No final de 1999, o apresentador Silvio Santos trouxe, para a grade do seu canal de TV, o programa “Show do Milhão”. A atração consistia em perguntas dos mais diversos assuntos para um participante, que, se as respondesse acertadamente, receberia o prêmio de R$ 1 milhão. Silvio Santos, antes de verificar se cada resposta estava correta, perguntava ao candidato: “Está certo disso? Posso perguntar?”.

O interessante do “Show do Milhão” é que havia algumas ajudas. Uma delas ficou famosa, quando o concorrente pedia auxílio a um grupo de jovens universitários que participavam do programa e tentavam ajudá-lo com seus conhecimentos. Só que, às vezes, não ajudavam corretamente!

Neste momento, gostaria de dar uma de Sílvio. Recentemente, na reunião dos BRICS (Brasil, Rússia, Índia, China e África do Sul) na África, os países do bloco, com a chancela do Brasil, aceitaram o ingresso de novos seis participantes, sendo algumas ditaduras, caso de Irã e Arábia Saudita, além de o primeiro ter histórico de desavenças com o Ocidente. Estamos certos disso? Posso perguntar?

Existem algumas incoerências associadas à chegada desses novos “parceiros”. O governo Lula foi eleito defendendo uma “pegada” mais verde, com discurso de preservação de meio ambiente e energia limpa, o que contrasta com esses dois países acima, que são grandes produtores de petróleo. Estamos certos disso? Posso perguntar?

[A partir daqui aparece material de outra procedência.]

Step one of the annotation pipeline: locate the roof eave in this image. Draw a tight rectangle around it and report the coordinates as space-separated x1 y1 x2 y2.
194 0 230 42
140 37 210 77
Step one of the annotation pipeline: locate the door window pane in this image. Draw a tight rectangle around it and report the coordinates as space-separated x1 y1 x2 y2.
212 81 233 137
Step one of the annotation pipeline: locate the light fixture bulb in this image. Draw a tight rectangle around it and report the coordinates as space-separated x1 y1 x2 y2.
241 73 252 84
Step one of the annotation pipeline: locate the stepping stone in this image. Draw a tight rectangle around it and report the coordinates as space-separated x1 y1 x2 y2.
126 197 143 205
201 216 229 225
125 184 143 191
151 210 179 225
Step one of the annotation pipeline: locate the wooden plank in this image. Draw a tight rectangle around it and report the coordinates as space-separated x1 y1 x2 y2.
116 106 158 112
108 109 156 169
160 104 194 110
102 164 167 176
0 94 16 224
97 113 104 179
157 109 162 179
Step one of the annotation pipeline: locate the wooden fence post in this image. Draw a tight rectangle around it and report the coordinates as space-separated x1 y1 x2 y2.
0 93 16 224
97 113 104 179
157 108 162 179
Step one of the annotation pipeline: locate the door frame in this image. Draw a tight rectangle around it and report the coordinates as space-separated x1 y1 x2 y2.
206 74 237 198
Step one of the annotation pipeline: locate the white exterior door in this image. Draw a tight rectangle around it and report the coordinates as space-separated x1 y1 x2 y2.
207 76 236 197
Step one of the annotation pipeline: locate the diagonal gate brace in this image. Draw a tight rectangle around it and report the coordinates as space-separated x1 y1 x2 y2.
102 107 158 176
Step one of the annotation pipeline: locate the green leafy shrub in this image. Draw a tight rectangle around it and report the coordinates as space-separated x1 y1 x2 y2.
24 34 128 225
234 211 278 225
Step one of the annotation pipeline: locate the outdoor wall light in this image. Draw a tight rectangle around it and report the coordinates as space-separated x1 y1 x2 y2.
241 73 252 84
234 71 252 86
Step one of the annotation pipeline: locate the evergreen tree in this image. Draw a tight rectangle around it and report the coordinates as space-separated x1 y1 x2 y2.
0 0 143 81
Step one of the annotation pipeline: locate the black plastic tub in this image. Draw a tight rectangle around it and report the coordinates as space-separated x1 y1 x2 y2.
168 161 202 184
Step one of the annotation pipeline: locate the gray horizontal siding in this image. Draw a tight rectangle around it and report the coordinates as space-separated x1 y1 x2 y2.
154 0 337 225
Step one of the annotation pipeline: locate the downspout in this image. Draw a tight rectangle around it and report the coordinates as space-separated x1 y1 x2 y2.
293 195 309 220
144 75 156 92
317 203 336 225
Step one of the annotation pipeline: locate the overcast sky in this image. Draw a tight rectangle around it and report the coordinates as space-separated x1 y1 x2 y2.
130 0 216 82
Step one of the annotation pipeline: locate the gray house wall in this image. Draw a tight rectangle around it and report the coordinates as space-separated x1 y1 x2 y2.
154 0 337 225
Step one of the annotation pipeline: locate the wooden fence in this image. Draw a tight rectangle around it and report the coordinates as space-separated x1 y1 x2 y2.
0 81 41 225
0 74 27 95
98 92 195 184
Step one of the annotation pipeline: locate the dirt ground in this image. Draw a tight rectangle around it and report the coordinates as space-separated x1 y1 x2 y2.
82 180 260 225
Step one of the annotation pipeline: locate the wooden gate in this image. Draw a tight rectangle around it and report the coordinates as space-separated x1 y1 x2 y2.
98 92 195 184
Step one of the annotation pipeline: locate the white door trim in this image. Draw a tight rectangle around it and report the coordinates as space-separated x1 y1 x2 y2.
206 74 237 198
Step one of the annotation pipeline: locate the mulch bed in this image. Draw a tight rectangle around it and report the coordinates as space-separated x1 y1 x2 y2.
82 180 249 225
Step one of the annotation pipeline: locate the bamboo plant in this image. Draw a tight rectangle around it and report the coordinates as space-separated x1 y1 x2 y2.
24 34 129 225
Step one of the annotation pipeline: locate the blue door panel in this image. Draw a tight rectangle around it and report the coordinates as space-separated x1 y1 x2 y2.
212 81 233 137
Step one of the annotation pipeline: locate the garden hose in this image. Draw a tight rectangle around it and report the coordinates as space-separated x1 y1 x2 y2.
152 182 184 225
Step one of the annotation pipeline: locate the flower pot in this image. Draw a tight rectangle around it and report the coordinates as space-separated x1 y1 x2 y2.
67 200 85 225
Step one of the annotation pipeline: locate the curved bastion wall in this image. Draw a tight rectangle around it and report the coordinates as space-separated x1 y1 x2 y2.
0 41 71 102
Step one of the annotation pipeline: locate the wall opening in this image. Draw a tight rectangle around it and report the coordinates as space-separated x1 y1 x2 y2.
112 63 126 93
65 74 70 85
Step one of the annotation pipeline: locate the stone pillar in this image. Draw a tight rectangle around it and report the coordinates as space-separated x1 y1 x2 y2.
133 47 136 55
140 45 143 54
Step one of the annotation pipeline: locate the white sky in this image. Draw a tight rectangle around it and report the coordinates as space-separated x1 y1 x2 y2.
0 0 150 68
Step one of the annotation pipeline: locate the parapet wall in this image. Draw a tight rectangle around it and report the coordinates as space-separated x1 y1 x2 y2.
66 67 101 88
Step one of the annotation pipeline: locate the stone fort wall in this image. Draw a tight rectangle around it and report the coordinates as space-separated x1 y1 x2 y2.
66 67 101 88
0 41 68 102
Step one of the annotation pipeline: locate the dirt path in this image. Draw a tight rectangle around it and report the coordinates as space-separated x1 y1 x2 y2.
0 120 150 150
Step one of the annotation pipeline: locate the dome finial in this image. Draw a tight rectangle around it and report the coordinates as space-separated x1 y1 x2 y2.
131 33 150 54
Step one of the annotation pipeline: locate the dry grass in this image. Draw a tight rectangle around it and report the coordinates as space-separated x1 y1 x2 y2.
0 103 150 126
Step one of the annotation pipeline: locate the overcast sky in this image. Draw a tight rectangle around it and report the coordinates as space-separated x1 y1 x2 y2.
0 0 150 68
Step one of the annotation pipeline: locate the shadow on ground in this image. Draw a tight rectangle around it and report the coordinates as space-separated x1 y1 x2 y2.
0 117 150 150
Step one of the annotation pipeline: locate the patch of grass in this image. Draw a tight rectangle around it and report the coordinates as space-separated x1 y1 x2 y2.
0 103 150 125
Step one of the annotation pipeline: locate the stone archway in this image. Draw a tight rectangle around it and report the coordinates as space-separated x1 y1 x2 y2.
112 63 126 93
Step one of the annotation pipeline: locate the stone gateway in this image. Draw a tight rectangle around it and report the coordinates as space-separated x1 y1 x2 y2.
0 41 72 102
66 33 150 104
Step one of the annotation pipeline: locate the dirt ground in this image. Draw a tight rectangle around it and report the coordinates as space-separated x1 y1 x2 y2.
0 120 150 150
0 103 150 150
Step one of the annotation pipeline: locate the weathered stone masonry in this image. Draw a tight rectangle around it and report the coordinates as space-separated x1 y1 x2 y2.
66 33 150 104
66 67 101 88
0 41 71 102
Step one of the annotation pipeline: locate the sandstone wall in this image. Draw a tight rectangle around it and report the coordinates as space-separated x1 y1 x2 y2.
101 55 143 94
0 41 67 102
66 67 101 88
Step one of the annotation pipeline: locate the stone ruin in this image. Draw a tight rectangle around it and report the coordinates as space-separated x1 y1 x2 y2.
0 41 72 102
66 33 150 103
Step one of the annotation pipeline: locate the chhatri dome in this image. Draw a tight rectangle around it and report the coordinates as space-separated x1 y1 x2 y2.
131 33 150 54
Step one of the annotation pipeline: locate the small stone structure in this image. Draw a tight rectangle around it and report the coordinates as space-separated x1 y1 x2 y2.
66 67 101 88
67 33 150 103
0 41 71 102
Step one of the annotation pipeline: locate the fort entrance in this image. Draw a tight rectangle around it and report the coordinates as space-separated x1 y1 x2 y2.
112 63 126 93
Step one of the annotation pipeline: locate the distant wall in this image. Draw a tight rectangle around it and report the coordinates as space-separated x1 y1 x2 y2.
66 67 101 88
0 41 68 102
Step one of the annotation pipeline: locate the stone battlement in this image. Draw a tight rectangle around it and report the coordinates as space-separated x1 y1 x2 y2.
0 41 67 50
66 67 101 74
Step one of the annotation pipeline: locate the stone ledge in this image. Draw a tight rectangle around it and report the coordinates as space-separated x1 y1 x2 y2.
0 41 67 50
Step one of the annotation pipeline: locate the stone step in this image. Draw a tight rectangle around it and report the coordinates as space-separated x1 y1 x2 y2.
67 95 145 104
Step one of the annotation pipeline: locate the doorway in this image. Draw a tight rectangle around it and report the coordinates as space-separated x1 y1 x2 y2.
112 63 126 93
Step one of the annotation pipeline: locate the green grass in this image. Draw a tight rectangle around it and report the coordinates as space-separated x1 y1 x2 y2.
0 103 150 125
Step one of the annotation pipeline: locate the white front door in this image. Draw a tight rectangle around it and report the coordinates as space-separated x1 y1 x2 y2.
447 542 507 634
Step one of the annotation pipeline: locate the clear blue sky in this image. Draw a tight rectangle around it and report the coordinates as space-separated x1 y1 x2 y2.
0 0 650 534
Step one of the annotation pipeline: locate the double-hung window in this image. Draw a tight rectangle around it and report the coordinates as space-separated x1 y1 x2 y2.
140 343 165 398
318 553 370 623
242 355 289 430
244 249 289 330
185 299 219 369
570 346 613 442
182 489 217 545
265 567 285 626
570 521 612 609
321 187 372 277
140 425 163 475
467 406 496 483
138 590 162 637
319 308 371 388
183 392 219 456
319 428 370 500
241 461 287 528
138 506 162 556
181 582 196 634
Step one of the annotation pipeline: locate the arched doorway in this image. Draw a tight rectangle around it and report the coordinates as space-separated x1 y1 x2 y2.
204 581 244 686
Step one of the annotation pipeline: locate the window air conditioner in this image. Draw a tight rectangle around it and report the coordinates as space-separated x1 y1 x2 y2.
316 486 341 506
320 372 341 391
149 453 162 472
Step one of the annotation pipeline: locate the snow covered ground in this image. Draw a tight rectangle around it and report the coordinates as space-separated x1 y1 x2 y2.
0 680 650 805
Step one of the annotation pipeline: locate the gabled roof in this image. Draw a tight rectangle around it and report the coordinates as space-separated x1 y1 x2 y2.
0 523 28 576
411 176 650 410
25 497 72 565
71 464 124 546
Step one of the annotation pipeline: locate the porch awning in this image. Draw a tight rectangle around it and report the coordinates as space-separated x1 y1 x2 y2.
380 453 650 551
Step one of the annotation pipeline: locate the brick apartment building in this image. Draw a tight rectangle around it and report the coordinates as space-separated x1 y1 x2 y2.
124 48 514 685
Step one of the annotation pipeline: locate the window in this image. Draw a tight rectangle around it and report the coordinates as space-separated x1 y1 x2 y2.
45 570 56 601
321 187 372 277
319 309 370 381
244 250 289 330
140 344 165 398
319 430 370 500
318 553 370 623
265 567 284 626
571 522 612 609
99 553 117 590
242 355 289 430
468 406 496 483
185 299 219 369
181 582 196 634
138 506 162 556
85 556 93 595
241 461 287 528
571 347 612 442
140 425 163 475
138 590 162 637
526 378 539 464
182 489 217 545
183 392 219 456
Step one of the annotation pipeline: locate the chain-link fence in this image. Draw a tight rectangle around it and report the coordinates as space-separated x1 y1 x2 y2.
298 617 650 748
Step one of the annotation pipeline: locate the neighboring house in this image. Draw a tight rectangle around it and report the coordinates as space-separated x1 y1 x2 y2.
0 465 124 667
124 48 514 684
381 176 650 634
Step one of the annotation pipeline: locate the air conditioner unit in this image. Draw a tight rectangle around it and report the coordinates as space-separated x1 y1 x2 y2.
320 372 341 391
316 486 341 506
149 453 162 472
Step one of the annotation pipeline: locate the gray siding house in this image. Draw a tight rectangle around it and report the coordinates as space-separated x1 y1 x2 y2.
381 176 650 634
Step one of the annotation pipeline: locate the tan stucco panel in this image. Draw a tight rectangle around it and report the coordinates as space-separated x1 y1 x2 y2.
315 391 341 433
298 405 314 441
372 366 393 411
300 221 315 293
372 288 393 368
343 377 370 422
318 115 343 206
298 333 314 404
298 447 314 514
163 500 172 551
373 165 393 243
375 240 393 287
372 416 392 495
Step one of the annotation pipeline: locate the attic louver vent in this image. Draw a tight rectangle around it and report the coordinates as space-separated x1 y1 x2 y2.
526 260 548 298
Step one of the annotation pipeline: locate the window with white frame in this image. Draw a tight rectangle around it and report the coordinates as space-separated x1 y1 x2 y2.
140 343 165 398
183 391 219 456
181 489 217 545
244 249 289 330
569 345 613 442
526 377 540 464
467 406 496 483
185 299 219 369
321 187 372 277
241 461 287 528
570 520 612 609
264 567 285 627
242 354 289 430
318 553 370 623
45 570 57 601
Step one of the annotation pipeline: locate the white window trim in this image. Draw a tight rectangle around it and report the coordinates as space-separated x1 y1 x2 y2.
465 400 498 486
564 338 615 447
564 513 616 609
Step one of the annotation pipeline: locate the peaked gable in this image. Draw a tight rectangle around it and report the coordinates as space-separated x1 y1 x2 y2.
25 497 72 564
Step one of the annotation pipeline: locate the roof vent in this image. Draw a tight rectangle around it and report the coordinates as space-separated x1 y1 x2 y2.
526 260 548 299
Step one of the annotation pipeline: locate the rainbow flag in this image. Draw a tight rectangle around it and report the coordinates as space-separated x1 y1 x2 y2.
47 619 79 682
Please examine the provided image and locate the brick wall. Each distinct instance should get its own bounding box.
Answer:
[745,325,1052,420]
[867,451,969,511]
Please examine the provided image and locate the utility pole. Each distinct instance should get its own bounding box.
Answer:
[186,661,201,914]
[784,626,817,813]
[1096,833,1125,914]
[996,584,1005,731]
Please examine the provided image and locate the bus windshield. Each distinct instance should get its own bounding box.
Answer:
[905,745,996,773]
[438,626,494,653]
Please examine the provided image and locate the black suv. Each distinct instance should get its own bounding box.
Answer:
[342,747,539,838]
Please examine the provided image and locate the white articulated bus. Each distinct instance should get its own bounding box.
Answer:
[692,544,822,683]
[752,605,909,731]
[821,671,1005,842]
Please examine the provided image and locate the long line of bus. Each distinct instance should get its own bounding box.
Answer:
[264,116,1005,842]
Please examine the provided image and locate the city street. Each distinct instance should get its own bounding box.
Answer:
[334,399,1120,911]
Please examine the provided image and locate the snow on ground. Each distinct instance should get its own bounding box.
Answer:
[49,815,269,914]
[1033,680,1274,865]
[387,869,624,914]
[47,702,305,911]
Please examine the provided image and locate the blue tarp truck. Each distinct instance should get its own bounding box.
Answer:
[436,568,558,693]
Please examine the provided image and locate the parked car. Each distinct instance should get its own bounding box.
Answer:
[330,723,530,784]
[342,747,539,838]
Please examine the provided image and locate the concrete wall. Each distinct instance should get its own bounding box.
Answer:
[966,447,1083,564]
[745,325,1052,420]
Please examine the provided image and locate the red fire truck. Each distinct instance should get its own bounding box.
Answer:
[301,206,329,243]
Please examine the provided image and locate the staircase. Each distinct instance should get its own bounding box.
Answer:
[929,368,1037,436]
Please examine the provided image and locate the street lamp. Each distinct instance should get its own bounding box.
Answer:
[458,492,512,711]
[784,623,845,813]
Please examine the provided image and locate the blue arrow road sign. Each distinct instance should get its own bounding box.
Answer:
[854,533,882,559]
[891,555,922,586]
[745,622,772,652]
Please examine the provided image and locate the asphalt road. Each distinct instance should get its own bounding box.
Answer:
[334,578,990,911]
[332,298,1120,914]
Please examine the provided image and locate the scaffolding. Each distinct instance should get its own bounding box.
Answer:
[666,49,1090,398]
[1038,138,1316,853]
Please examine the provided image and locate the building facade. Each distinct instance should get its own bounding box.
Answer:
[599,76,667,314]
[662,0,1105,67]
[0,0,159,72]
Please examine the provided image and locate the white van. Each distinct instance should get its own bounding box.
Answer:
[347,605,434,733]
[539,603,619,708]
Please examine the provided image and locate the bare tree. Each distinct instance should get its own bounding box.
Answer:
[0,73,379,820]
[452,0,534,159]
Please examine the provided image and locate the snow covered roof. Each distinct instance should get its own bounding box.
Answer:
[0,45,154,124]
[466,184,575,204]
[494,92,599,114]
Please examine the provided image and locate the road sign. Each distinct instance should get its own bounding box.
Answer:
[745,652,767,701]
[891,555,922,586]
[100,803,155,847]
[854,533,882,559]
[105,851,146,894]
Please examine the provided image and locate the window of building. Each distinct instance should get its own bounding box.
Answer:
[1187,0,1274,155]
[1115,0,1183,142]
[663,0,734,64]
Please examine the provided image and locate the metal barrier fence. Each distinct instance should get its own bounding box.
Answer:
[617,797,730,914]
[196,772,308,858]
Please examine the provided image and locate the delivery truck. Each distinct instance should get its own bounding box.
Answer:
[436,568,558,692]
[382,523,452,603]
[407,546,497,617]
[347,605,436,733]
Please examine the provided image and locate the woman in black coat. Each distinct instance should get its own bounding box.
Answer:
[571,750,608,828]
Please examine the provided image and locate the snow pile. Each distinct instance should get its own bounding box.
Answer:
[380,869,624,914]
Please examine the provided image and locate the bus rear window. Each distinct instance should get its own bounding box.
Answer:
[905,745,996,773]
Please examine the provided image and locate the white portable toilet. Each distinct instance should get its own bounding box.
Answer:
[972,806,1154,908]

Outra incoerência tem a ver com os direitos das mulheres. Ano passado, quando da Copa do Mundo de Futebol masculino, no Qatar, discutiu-se bastante sobre a questão de tratamento não-igualitário às mulheres, e o governo Lula trouxe essa agenda para a campanha eleitoral. Podemos nos associar a países com essas características? Estamos certos disso? Posso perguntar?

Entendo que o desejo de várias nações de ingressarem no bloco faça sentido econômico, pois já era um grupo de proporções superlativas. Agora, com 11 integrantes, teremos quase metade da população global e pouco mais de um terço do PIB do planeta. É uma força, indiscutivelmente. Mas, será que é adequado entrar nessa onda da China de ser um antagonista ao G7? Estamos certos disso? Posso perguntar?

Outro aspecto muitíssimo importante tem a ver com nossos vizinhos argentinos. O país é um dos novos membros, sendo o governo brasileiro um dos principais fiadores dessa inclusão. A situação lá é grave, com várias empresas brasileiras deixando o país (Banco Itaú, por exemplo). E, como todos sabem, o candidato que venceu as eleições primárias no país, Javier Milei, já disse que não quer conversa, nem negócios, com a China. Se ele for o vitorioso nas eleições de outubro, como ficará essa situação? Mal entrou, vai sair? Estamos certos disso? Posso perguntar?

Temo que a inclusão desses países pode não ser benéfica para o grupo, com exceção da China. É claro que o contexto dessa decisão tem um viés maior, com objetivos mais ambiciosos dentro da geopolítica global, de inserir países como Brasil e Índia no Conselho de Segurança permanente da ONU. Todavia, já pararam para pensar que, se os dois tiverem assento nesse fórum, quatro dos BRICS ficariam com ultra poderes? Os países desenvolvidos aceitarão passivamente? Estamos certos disso? Posso perguntar?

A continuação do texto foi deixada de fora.